本能的に愛せなと前提された男でも女は賛辞を甘んじて受ける。
虚栄心を満たしてくれる男に対価として女の中を泳がせるのだ。
アリスは女を総動員し、彼を愛の喜びで満たし翻弄する。
まるで食べない獲物を弄ぶ猫のようだ。
彼自身の屈託のない愛に満足し、悔いはなければ良いが。
ラストは観客の心臓を直にわし掴むような疼きで支配される。
映像・音楽・演出が秀逸で監督のこだわりを感じる。
恋に殉じた男
思いを貫く男とも言える。外見は物静かで普段着のトラディショナル・スーツ姿が彼という人を物語っている。ある事件から周囲の人にも受け入れられず、一見人間嫌いのような風情でいて、しかし内面はそれとは裏腹に、静かに決して消えることのない慕情を人に対して抱き続けている、そんな印象を受けた。
アリスとのこともそうだが、大切に飼育していたハツカネズミを、線路の上に餌をばらまき、ケージの扉を開けて逃がしたあのシーンが強烈で、忘れがたい。彼はそういう人なのだと思わせてくれた。
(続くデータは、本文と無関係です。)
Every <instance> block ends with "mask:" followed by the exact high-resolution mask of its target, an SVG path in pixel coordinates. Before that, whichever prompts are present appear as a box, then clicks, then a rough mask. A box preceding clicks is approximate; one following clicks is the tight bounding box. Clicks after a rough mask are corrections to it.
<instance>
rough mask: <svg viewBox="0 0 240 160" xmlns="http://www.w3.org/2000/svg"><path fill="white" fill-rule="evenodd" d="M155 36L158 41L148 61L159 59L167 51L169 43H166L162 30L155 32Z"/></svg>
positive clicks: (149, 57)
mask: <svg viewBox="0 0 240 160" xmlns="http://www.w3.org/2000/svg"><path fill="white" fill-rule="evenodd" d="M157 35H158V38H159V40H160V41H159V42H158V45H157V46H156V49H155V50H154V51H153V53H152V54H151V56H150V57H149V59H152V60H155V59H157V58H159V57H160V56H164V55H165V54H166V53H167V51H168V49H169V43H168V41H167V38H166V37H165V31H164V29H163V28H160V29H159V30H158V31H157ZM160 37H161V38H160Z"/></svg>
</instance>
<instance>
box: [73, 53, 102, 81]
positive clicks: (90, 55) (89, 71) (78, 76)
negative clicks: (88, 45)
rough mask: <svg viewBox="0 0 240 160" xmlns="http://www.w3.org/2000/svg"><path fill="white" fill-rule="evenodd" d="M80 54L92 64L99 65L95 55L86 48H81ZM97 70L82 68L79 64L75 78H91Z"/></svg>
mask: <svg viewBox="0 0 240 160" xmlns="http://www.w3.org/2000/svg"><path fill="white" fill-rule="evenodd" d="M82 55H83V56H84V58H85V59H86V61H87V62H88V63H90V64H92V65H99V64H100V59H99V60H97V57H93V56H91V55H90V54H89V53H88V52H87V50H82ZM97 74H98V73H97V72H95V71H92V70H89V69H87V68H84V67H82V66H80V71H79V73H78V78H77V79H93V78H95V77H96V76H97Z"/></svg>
この作品は殺人の犯人探しのサスペンスが絡んではきているが、それ故にアリスも仕立て屋もその犠牲の悲劇性を拭えない。
が、そんなことはこの際どうでも良い。
ひとりの男の恋の在り方に観客は打ちのめされるのだから。
窓を介しての「見つめる」「見られる」この繰り返されるシーンがどきどきしながらも、美しかった。ブラームスの静かな音色にのせて、冷たい空気感の中に身を置く男、あるいは女の悲しみが美しかった。